Al contrario, l’imposizione di sanzioni alla Russia è esemplificativa di interessi e metodi convergenti, che nel lungo periodo potrebbero – auspicabilmente- essere formalizzati in una cooperazione – anche minimamente- strutturata. Prendiamo ad esempio le sanzioni che hanno seguito l’avvelenamento di Alexei Navalny, ad ottobre 2021. Se è vero che Londra si è mossa in anticipo sanzionando Mosca – con sanzioni di tipo ‘Magnitsky’- già ad ottobre, mentre il consiglio UE ha atteso marzo 2021, va notato come entrambi abbiano, per la prima volta, introdotto sanzioni di questo tipo. È quindi interessante notare come, seppur con tempi diversi, sia UK che UE abbiano scelto lo stesso strumento per sanzionare Mosca, spingendosi oltre quanto fatto finora. Se, per loro natura, le sanzioni sono più efficaci tanto maggiore è il numero degli Stati che le impone, per la Gran Bretagna del dopo Brexit sarà quindi fondamentale procedere di comune accordo con i 27 per futuri regimi sanzionatori. Ancora una volta, un regime di co-implementazione ‘EU27+1’ sembrerebbe uno scenario auspicabile e le aspettative sono alte.
Se per il governo Johnson Brexit significa guardare oltre l’Europa, la realtà sembra bussare a Downing Street. Infatti, come evidenziato in un recente rapporto dell’EUISS (l’istituto per gli studi strategici dell’UE), la Gran Bretagna è destinata a rimane un cardine della difesa europea. Se, per ora, si è evidenziato un rifiuto di relazioni istituzionalizzate, nel lungo termine emergerà la necessità di riarticolare le relazioni diplomatiche in forma più strutturata, a partire da opzioni bi/tri-laterali su temi specifici. Di conseguenza, sia l’UE che UK dovranno ripensare le proprie ambizioni regionali e globali. Nelle parole dell’HR/VP Borrel: “con Brexit molto diventa più complicato. Quanto, dipenderà dalle scelte che entrambe le parti faranno”.

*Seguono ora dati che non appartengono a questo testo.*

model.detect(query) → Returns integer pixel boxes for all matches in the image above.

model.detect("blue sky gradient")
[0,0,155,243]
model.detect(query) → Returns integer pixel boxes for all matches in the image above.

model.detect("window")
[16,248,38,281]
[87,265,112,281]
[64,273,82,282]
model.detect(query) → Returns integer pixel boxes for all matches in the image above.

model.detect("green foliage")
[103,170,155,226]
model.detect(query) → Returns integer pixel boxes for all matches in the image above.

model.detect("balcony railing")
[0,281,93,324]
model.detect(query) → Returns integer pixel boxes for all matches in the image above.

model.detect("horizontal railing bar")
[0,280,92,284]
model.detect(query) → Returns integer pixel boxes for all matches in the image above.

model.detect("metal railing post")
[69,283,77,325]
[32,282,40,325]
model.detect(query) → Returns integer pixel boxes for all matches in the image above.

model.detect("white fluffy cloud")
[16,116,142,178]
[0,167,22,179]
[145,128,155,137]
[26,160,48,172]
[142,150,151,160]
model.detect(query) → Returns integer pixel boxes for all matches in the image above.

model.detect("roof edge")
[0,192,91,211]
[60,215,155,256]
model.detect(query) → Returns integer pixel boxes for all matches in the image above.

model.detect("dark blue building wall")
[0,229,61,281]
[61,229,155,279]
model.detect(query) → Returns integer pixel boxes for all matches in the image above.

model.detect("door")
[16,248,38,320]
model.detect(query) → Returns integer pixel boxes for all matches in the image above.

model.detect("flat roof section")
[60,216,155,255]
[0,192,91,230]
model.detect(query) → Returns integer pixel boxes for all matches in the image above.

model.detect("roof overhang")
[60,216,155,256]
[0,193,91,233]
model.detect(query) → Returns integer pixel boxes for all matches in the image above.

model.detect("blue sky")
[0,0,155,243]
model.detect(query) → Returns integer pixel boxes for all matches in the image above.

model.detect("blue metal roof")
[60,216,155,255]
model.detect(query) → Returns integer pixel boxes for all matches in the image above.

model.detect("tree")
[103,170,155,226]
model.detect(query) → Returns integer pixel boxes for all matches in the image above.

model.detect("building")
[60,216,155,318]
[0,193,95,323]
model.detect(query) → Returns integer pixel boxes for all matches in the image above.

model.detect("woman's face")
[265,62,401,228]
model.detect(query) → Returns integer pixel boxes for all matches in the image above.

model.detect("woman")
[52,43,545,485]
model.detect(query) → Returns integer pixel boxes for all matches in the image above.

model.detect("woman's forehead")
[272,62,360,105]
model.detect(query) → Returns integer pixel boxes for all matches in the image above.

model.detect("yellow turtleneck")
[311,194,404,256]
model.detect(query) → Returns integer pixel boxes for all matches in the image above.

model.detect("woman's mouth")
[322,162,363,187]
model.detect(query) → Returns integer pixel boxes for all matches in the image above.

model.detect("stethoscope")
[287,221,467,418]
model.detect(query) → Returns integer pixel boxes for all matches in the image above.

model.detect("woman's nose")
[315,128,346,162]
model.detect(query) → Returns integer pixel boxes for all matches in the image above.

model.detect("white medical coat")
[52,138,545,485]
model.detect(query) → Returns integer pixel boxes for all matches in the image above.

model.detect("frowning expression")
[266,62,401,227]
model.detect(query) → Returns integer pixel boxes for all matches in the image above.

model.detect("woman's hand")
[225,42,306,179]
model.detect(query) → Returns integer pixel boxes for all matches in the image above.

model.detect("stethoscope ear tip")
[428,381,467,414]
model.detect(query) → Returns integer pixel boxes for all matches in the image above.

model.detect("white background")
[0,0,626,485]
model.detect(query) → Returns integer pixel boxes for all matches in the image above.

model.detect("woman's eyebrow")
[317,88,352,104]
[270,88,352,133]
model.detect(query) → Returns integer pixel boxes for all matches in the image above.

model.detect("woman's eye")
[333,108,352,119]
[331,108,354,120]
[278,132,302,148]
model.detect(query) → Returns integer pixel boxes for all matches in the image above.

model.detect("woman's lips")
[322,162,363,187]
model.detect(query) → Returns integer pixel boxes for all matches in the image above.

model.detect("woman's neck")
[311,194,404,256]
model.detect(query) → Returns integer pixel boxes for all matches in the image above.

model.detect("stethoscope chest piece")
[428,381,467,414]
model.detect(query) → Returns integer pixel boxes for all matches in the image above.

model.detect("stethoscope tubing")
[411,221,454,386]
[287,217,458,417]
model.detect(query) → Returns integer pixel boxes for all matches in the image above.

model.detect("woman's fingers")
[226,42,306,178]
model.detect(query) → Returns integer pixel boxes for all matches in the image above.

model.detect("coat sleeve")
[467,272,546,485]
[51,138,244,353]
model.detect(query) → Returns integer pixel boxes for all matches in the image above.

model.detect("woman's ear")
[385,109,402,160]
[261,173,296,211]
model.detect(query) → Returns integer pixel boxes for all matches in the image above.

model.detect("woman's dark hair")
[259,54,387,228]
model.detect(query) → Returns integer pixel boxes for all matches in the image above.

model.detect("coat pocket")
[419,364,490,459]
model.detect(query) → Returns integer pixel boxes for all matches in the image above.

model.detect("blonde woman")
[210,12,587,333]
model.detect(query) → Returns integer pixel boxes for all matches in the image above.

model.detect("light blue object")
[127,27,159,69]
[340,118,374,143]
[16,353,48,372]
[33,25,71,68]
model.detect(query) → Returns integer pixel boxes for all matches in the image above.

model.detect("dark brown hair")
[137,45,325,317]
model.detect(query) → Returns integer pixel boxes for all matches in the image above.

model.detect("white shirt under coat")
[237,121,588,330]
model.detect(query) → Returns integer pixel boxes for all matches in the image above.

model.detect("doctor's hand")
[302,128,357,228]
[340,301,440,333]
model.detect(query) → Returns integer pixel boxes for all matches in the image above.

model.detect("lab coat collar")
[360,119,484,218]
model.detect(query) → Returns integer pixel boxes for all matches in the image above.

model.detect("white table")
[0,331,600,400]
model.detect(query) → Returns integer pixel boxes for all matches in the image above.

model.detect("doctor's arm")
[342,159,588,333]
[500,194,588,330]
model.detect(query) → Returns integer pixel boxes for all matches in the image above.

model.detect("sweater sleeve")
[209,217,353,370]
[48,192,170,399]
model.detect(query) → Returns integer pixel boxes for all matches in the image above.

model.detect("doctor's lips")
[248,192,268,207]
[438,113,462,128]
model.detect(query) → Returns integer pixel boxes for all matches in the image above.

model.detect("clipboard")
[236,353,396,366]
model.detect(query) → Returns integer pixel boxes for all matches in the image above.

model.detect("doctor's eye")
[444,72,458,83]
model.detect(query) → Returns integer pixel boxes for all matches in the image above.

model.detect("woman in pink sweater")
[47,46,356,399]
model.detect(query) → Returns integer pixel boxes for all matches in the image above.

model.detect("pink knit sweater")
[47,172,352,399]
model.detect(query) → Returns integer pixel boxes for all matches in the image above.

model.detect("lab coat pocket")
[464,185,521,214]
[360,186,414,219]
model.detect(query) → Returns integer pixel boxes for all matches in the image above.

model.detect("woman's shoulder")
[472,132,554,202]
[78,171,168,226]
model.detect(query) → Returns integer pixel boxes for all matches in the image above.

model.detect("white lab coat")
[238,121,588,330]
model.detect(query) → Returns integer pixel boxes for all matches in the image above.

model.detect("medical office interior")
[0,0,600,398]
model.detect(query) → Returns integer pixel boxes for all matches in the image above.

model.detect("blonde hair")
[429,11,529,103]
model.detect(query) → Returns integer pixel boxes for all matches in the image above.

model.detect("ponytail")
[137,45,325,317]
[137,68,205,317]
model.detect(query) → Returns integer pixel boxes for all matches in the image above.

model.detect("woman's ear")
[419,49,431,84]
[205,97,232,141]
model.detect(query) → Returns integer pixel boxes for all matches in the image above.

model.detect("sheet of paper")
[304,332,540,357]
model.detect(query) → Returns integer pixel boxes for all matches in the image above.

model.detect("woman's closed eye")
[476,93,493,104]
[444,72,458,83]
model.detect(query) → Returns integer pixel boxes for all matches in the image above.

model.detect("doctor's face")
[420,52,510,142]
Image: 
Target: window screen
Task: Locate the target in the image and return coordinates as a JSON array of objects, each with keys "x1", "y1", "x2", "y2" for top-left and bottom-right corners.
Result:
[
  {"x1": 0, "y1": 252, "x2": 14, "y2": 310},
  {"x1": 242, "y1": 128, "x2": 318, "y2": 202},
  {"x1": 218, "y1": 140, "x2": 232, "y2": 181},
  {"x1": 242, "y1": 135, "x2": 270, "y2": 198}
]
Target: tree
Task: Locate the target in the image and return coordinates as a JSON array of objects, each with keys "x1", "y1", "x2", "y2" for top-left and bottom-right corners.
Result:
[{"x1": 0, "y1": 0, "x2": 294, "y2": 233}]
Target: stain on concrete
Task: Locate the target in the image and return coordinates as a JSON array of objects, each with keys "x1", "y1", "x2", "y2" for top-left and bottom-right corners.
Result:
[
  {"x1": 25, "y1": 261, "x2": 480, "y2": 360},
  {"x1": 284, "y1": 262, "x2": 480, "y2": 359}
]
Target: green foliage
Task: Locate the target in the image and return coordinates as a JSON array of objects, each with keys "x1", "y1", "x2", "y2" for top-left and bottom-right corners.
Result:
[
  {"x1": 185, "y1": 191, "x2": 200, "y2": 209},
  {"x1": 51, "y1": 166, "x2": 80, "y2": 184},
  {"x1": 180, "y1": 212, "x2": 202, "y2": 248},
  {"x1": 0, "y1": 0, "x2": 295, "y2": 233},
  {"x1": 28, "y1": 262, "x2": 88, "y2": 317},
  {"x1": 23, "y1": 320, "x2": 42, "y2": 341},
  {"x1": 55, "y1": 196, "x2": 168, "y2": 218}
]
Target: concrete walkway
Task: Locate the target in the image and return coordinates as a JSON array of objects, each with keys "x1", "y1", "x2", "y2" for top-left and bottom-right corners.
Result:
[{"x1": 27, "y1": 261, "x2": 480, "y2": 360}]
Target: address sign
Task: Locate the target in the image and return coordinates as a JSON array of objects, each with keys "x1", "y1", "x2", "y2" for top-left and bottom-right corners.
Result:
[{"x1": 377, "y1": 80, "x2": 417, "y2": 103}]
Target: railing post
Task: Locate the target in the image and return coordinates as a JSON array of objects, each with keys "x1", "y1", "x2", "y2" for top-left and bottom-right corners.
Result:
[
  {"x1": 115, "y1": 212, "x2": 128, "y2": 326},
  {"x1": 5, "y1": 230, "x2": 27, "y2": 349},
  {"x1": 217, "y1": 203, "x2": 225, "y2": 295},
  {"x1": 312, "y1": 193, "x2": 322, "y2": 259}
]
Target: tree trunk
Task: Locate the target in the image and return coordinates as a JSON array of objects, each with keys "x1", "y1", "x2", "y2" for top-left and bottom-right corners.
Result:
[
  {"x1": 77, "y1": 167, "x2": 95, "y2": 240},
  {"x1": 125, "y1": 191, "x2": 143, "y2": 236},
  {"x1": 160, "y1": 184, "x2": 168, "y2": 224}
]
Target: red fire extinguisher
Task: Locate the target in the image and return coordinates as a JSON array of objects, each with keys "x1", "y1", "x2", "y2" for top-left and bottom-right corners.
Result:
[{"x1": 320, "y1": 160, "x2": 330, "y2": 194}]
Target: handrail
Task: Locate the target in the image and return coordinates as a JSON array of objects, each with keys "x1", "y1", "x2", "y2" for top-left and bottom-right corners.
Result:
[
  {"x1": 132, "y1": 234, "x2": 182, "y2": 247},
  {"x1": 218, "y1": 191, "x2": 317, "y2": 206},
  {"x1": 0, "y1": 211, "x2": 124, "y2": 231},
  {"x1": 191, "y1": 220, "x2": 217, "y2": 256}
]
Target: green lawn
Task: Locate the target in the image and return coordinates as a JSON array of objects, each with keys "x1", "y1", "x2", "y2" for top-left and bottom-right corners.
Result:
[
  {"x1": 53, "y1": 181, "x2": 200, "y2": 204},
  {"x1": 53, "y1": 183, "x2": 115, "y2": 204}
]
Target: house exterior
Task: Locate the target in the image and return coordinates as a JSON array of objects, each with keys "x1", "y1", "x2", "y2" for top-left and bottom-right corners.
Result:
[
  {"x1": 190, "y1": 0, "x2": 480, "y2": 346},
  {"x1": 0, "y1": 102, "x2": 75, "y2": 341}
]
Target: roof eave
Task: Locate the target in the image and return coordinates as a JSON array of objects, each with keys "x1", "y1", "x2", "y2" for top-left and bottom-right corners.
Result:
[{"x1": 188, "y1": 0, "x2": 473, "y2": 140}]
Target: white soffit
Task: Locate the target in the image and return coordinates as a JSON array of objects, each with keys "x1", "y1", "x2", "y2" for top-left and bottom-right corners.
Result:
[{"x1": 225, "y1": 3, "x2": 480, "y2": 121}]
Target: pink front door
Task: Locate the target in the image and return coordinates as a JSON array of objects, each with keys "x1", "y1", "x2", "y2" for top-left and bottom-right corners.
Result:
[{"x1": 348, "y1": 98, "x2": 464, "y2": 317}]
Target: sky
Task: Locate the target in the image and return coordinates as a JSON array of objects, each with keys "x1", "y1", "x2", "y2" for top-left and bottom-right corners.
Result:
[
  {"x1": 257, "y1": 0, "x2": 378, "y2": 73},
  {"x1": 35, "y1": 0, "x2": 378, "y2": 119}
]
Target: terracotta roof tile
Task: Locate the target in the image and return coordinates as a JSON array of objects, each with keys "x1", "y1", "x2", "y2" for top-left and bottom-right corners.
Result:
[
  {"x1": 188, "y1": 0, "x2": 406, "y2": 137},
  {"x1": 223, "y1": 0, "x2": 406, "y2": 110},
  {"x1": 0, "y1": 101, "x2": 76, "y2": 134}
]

Per concludere, se Londra passa da un “europeismo pragmatico” a un impegno selettivo, con ambizioni e narrativa ‘globali’, l’Unione – e l’Italia- dovranno farsi trovare pronti: a cercare di coinvolgere il governo d’oltremanica quando possibile, ed il coordinamento sulla sanzioni potrebbe essere la scelta più ovvia. D’altra parte, nel sistema multi-polare post-Brexit, la Gran Bretagna per essere rilevante dovrà rendersi un membro indispensabile delle coalizioni di cui vuole far parte. Parallelamente, i 27 potranno continuare sulla strada di una maggiore integrazione europea in politica estera.